At Fri, 5 Apr 2013 16:42:43 +0000, Lin, Mengdong wrote:
Hi Takashi and David,
-----Original Message----- From: Takashi Iwai [mailto:tiwai@suse.de] Sent: Friday, April 05, 2013 9:02 PM To: David Henningsson Cc: Lin, Mengdong; alsa-devel@alsa-project.org Subject: Re: [alsa-devel] [PATCH] ALSA: hda - delay resume haswell hdmi codec in system resume
At Tue, 02 Apr 2013 14:49:40 +0200, David Henningsson wrote:
On 04/02/2013 02:18 PM, Takashi Iwai wrote:
At Tue, 02 Apr 2013 13:53:16 +0200, David Henningsson wrote:
On 03/27/2013 11:01 AM, Lin, Mengdong wrote:
> -----Original Message----- > From: David Henningsson [mailto:david.henningsson@canonical.com] > Sent: Wednesday, March 27, 2013 4:19 PM
>> The Haswell codec set_power_state ops >> (intel_haswell_set_power_state) will > only wait if this is a delayed resume and clear this flag after > waiting. And actually, there is no waiting even in this case. > Because when 1st user operation after system resume happens, Gfx > already finishes resuming and audio initialization, so as long as > intel_haswell_wait_ready_to_resume() enable the unsol event, the > unsol event comes and so so waiting finishes. The 300ms time out > is set for safety consideration in case unsol event is lost. I've not
observed any unsol event lost till now.
> > As for the timeout, I suggest you use the codec->bus->workq > instead of creating a new workq. I think that will also give us > some serialisation, i e, protection against race conditions if > the timeout happen at the same time as the unsol event.
Hi David,
The new added "resume_wq" for hdmi codec is a wait queue, not a work
queue like codec->bus->workq.
It's expected to wake up as soon as the unsol event is got.
Sure; but I don't see why you need a wait queue for that? Why don't you just call the resume path from the unsol event handler (hdmi_present_sense, or its caller), and then also cancel the timeout handler (which can then be in the normal workq)?
Because the delayed resume actually fakes as if the resume is done. This is necessary not to block other device's resume operation.
Since it looks as if ready, user-space might restart things soon again before the delayed resume is really finished. So, some serialization is required there.
Lin, would it be possible to add some chain of events description to the bug commit? The different contexts are just boggling my mind :-)
Yeah, a nice code flow picture would be helpful :)

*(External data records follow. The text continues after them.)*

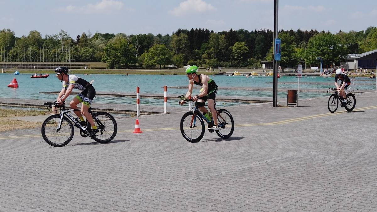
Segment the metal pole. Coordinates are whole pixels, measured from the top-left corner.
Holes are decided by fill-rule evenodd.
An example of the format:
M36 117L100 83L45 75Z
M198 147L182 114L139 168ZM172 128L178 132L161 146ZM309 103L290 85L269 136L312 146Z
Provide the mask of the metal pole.
M297 93L297 106L299 106L299 100L300 99L300 77L299 77L299 91Z
M274 41L277 38L279 29L277 27L278 17L279 11L279 0L274 0ZM274 53L275 54L275 52ZM273 106L274 108L277 107L277 63L274 58L274 86L273 86Z
M322 69L322 67L323 67L323 61L322 59L322 57L321 57L321 71L321 71L321 73L320 73L321 74L322 74L322 71L323 71L323 69Z

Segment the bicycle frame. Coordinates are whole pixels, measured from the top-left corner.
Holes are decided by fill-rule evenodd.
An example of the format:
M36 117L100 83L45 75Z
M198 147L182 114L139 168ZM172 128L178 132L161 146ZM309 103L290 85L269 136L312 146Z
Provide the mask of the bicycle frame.
M58 128L57 129L57 131L59 131L60 129L60 128L61 127L61 124L63 122L63 118L64 116L66 116L68 119L72 121L74 123L76 124L77 126L78 126L78 128L80 129L81 129L86 131L87 131L89 129L90 129L90 124L89 121L86 122L86 126L82 126L80 123L76 120L75 118L74 118L72 115L69 114L69 112L75 111L80 111L80 109L73 109L71 110L65 110L64 109L65 108L64 107L63 108L63 109L61 110L60 112L60 120L59 121L59 124L58 125ZM93 119L95 120L95 121L99 125L98 126L99 128L101 129L103 126L102 123L100 121L100 120L97 118L97 117L94 117L93 115L93 113L90 110L90 108L89 108L89 109L88 110L88 112L90 114L92 115L92 117L93 117Z
M196 123L197 115L199 116L204 121L205 121L205 122L207 122L207 124L208 124L208 125L212 123L212 122L213 121L213 120L212 119L212 120L211 120L210 121L208 119L207 119L207 118L205 116L204 116L204 115L202 114L202 113L201 112L200 112L200 110L199 110L199 108L201 108L202 107L205 107L205 106L207 106L207 104L204 104L204 106L201 106L200 107L198 107L198 106L195 106L195 109L192 110L192 112L194 113L194 115L193 116L192 118L191 119L191 125L192 126L193 126L193 123L194 124L193 126L195 126L195 123ZM216 108L215 108L215 111L216 111L216 113L218 117L220 117L223 120L225 120L224 118L223 118L222 117L221 117L221 116L220 115L220 114L219 113L218 111L217 111L217 109L216 109ZM225 126L225 124L227 124L227 123L225 122L223 124L221 123L219 124L219 126L222 127L223 126Z

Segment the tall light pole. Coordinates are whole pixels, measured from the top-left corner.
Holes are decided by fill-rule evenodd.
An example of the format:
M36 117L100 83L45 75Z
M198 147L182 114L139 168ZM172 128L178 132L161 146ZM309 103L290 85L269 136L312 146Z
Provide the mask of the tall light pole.
M279 0L274 0L274 50L276 48L275 42L277 38L279 29L277 28L279 12ZM276 50L274 51L274 86L273 86L273 106L274 108L277 107L277 63L275 57L276 53Z

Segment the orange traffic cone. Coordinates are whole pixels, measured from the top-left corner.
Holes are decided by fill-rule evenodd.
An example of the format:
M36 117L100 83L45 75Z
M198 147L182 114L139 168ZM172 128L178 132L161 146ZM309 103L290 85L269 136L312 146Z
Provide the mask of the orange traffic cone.
M135 130L133 131L133 133L141 133L143 131L140 130L140 128L139 127L139 120L136 119L136 123L135 123Z
M15 77L13 79L13 80L11 82L11 83L9 83L8 85L8 87L10 88L18 88L18 83L17 82L17 80L16 80L16 78Z

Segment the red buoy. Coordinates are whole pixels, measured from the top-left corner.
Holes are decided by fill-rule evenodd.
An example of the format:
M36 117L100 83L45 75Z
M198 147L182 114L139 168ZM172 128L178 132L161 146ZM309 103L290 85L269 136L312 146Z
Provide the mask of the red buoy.
M11 83L9 83L8 85L8 87L10 88L18 88L18 83L17 82L17 80L16 80L16 78L15 77L13 80L11 82Z

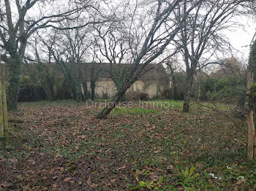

Assume we have two cases, system idle after S3 and immediate playback after S3.
Is this correct:
System idle:
- System skips hda_call_codec_resume and sets codec->resume_delayed.
- Since the codec is not reinitialized, nothing powers up the
codec, so this is all that happens. 3. Since unsol events are not enabled (?), we have a bug that jack detection does not work and cannot be detected from userspace...?
Yes. This is a side effect of this patch. The unsol event is delayed until the user operation triggers the delayed resume. Then intel_haswell_wait_ready_to_resume() will enable unsol events.
Immediate playback:
- System skips hda_call_codec_resume and sets codec->resume_delayed.
- Process context wants to start playback, which powers up the
codec and calls intel_haswell_set_power_state. 3. intel_haswell_wait_ready_to_resume enables unsol events and starts to wait on ready_to_resume 4. Gfx init finishes, and workq context fires the unsol event, which calls hdmi_intrinsic_event, which triggers the resume_wq. 5. Process context and workq context now continues in parallel, potentially (but hopefully not) leading to race conditions?
The current patch has a small race, but it can be avoided by clearing spec->ready_to_resume early enough, e.g. in suspend callback or in init callback, like the patch below.
I think there is no race for Haswell. In my test I observed that the unsol evnet will not be received until intel_haswell_wait_ready_to_resume() enables the unsol event on the pins. So I put "spec->ready_to_resume = 0" before enabling the unsol event.
Practically your patch would work well, but theoretically the unsol event might be issued and handled by hdmi_intrinsic_event() before you go into intel_haswell_wait_ready_to_resume(). That is, you _clear_ spec->ready_to_resume again and wait for the unsol event that had been already processed. That's the race David pointed.
The fix is simply not to clear spec->ready_to_resume in intel_haswell_wait_ready_to_resume() but clear it much earlier already before the resume path as my patch does. Then wait_event() passes immediately (and the unsol enablement of is anyway harmless).
Takashi